Contra a privatização da saúde, sindicatos prometem paralisar atendimentos no Acre


Mobilização pretende reunir 3.500 servidores em protesto e invadir sala de licitação da saúde no dia 15

SALOMÃO MATOS, DA CONTILNET

Os sindicatos e representes de todos os setores na área da Saúde no Estado do Acre se reuniram na manhã desta sexta-feira (2) para discutir o não pagamento dos plantões e horas extras trabalhados, que estão atrasados há mais de 90 dias. Na ocasião eles decidiram que irão radicalizar em uma paralisação geral agendada para o próximo dia 15, quando também acontece a abertura das cartas licitatórias que vão decidir sobre o processo de privatização do setor no Estado, como pretende o governador Tião Viana (PT).

Em reunião, sindicato diz que pode parar atividades/Foto: ContilNet

O presidente do sindicato dos médicos, Ribamar Costa, disse que a privatização da saúde será o golpe fatal na vida salarial dos servidores, que já sofrem com atrasos e cortes de direitos, como a da sexta parte, que vêm sendo feitos pelo governo como forma de contenção de despesas.

Ainda segundo Ribamar, esse aperto salarial seria apenas para sobrar dinheiro e poder pagar os milhares de cargos comissionados, mantendo os inúmeros cabides de emprego que abarrotam as inúmeras secretarias. “Ao abrir esse processo licitatório, o governador Tião Viana acaba de assinar o seu próprio atestado de insanidade e incompetência. Em 20 anos que o partido dos trabalhadores está no poder, só colocou o sistema de saúde na UTI e pior, sem balão de oxigénio”, lamenta o médico.

O presidente Sintesac, Adailton Cruz, também lamentou que o governador Tião Viana, além de colocar os servidores na parede, atrasando salários, prejudica as classes mais pobres que precisam de atendimentos ambulatoriais, fechando essas unidades e prejudicando a parcela mais carente da sociedade, que é aquela que busca por esses tipos de atendimentos gratuitos nos hospitais.

Adailton ressaltou ainda: “É lamentável nós termos um governador que diz ser médico.
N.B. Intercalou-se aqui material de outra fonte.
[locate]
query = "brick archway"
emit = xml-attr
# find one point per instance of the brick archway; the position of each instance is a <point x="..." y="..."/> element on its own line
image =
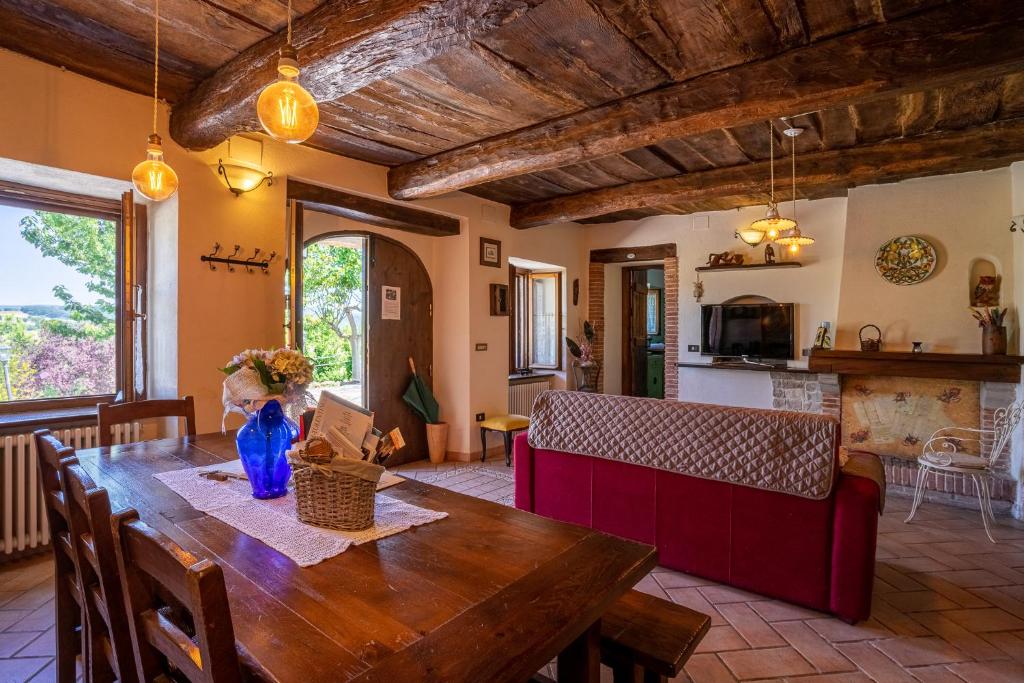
<point x="595" y="305"/>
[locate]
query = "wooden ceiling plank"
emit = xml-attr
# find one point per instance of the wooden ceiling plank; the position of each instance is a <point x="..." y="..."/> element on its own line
<point x="343" y="46"/>
<point x="968" y="39"/>
<point x="40" y="40"/>
<point x="952" y="152"/>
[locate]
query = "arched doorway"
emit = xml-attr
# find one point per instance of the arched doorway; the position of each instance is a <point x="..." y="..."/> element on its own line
<point x="367" y="308"/>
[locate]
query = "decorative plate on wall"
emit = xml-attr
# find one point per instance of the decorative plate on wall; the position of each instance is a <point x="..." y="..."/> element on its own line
<point x="905" y="260"/>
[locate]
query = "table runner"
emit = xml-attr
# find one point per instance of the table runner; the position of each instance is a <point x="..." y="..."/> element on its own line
<point x="274" y="522"/>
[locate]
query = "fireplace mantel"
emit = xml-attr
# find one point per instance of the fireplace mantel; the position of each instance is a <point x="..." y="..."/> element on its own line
<point x="939" y="366"/>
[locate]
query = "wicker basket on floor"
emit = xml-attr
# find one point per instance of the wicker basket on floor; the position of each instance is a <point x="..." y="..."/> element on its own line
<point x="326" y="496"/>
Mais que ele, ninguém deveria saber das complexidades e precariedades com que trabalhamos nos hospitais, centros e postos de saúde. Isso é desumano, um reflexo do descaso. Não só com nós que somos servidores públicos, mas ele (o governador), que pelo menos deveria saber que pessoas pobres jamais terão condições fora do SUS”, desabafou o sindicalista.

Ao final da reunião, ficou mantido pelos sindicalistas uma paralisação da saúde no Acre para o próximo dia 15 de fevereiro, quando os servidores marcharão em protesto contra a privatização. Segundo os sindicatos, eles pretendem reunir mais de 3.500 servidores e invadir a sala de licitação na secretária de saúde para evitar que o processo seja finalizado. Um membro do Ministério Público Estadual participou da reunião e fez várias anotações, mas não falou com a imprensa.